Вначале всё говорилось о самом преступлении, где лежало тело, где находилась подсудимая, то есть я. Потом перешли к допросу свидетелей. В принципе их было не так уж и много. Главным была Эмма Сергеевна, ведь именно она тогда пустила меня к Аркадию Семёновичу. Прокурор начал расспрашивать её:
– Скажите, пожалуйста, у вас в организации принято заходить с бумагами к директору в кабинет лично, или они передаются через вас?
– Вообще-то передаются через меня, но в экстренным случаях, когда Аркадий Семёнович не занят, вернее был не занят, – она шмыгнула носом, – я разрешала пройти сотрудникам лично.

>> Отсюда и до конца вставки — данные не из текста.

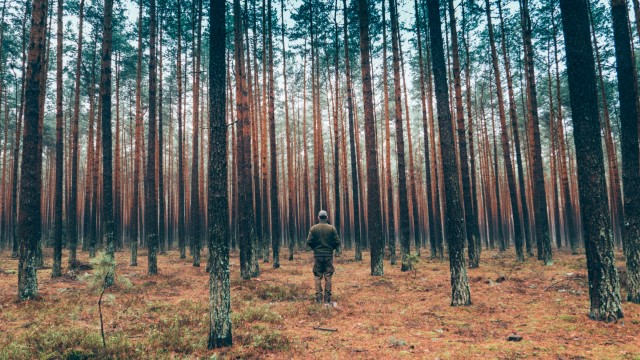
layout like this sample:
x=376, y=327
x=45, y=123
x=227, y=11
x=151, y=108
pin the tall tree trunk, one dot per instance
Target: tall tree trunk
x=105, y=95
x=57, y=242
x=425, y=128
x=29, y=221
x=275, y=213
x=374, y=223
x=535, y=149
x=160, y=150
x=506, y=149
x=181, y=195
x=355, y=186
x=612, y=159
x=570, y=227
x=403, y=198
x=247, y=223
x=151, y=197
x=290, y=146
x=628, y=95
x=337, y=221
x=135, y=210
x=389, y=182
x=462, y=138
x=195, y=190
x=474, y=237
x=218, y=224
x=455, y=226
x=604, y=286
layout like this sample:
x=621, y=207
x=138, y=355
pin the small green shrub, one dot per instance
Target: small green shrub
x=410, y=262
x=264, y=338
x=256, y=313
x=281, y=292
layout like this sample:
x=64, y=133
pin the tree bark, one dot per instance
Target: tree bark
x=355, y=186
x=374, y=223
x=535, y=149
x=57, y=242
x=604, y=286
x=218, y=224
x=107, y=175
x=151, y=196
x=455, y=225
x=628, y=95
x=246, y=223
x=29, y=220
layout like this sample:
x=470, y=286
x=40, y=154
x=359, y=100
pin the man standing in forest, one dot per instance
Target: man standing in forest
x=323, y=239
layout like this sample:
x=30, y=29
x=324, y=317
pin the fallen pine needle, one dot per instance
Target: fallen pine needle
x=324, y=329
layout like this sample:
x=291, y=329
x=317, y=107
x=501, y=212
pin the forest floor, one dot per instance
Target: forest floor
x=398, y=315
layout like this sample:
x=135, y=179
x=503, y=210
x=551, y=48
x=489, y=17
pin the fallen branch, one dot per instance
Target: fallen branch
x=324, y=329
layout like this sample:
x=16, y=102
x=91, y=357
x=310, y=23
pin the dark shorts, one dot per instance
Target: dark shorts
x=323, y=266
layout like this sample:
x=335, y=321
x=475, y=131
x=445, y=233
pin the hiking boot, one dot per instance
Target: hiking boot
x=327, y=297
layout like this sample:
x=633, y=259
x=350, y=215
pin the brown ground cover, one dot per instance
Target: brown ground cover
x=399, y=315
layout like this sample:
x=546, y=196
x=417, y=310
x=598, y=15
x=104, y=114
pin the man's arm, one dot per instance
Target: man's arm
x=336, y=239
x=310, y=239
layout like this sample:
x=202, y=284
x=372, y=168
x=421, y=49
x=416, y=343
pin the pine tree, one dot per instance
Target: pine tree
x=455, y=226
x=57, y=242
x=218, y=224
x=29, y=221
x=628, y=95
x=604, y=287
x=151, y=197
x=105, y=96
x=374, y=221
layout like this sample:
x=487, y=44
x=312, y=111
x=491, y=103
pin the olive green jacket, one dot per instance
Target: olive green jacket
x=323, y=239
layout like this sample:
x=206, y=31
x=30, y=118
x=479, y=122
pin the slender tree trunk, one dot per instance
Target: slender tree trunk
x=195, y=190
x=247, y=223
x=604, y=286
x=455, y=226
x=374, y=223
x=57, y=242
x=135, y=211
x=472, y=218
x=628, y=95
x=535, y=149
x=105, y=95
x=506, y=149
x=29, y=221
x=403, y=197
x=355, y=186
x=72, y=222
x=570, y=227
x=160, y=151
x=389, y=182
x=151, y=197
x=218, y=224
x=181, y=195
x=275, y=213
x=462, y=140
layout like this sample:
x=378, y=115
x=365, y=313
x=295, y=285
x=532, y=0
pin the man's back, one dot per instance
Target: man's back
x=323, y=239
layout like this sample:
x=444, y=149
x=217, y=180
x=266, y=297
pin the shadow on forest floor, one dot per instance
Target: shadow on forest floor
x=393, y=316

– В тот день был экстренный случай? – поинтересовался прокурор.
– Не знаю, – Эмма Сергеевна пожала плечами, – там по-моему были какие-то налоги, я в этом не разбираюсь.
– Хорошо, подсудимая намекала вам на то, что ей надо лично попасть к директору, или вы сами предложили ей зайти.
– Я не помню, но если бы было не срочно, вряд ли я сама предложила бы ей.
Вот так-так. Куда же подевалась феноменальная память нашей секретарши? Хотя она, наверное, пережила не меньший эмоциональный стресс, когда увидела тело своего обожаемого начальника лежащим на полу в луже крови. От такой картины у кого хочешь наступит амнезия.
Потом пошли допросы других сотрудников, находившихся в приёмной, когда туда зашла я, но и они мало что дали. Никто в точности не помнил содержания нашего диалога с секретаршей.
Спрашивали и меня о чём-то, но я не могла открыть рот, я буквально онемела, мне не верилось в реальность всего происходящего. Я на скамье подсудимых! Мне грозит двадцать лет! Это трудно было пережить. За меня на вопросы отвечал Лев Борисович, и надо сказать, очень грамотно отвечал. Спасибо ему большое за это.
Главной же уликой выступила та злополучная звукозапись. Именно она позволила обвинению настаивать на трактовке преступления не как превышении необходимой самообороны, а как об убийстве, совершённом группой лиц по предварительному сговору. Прокурор сначала вообще хотел возбудить дело по статье убийство по найму, но так как следствием не было доказано, что я получила какое-то материальное вознаграждение за своё преступление, пришлось довольствоваться убийством по сговору.
У меня хоть мысли и шатались в разброд в моей голове, но я всё равно чувствовала, что что-то здесь не то. Как-то всё слишком притянуто за уши. Но у Льва Борисовича не было вопросов, а сама я говорить не могла.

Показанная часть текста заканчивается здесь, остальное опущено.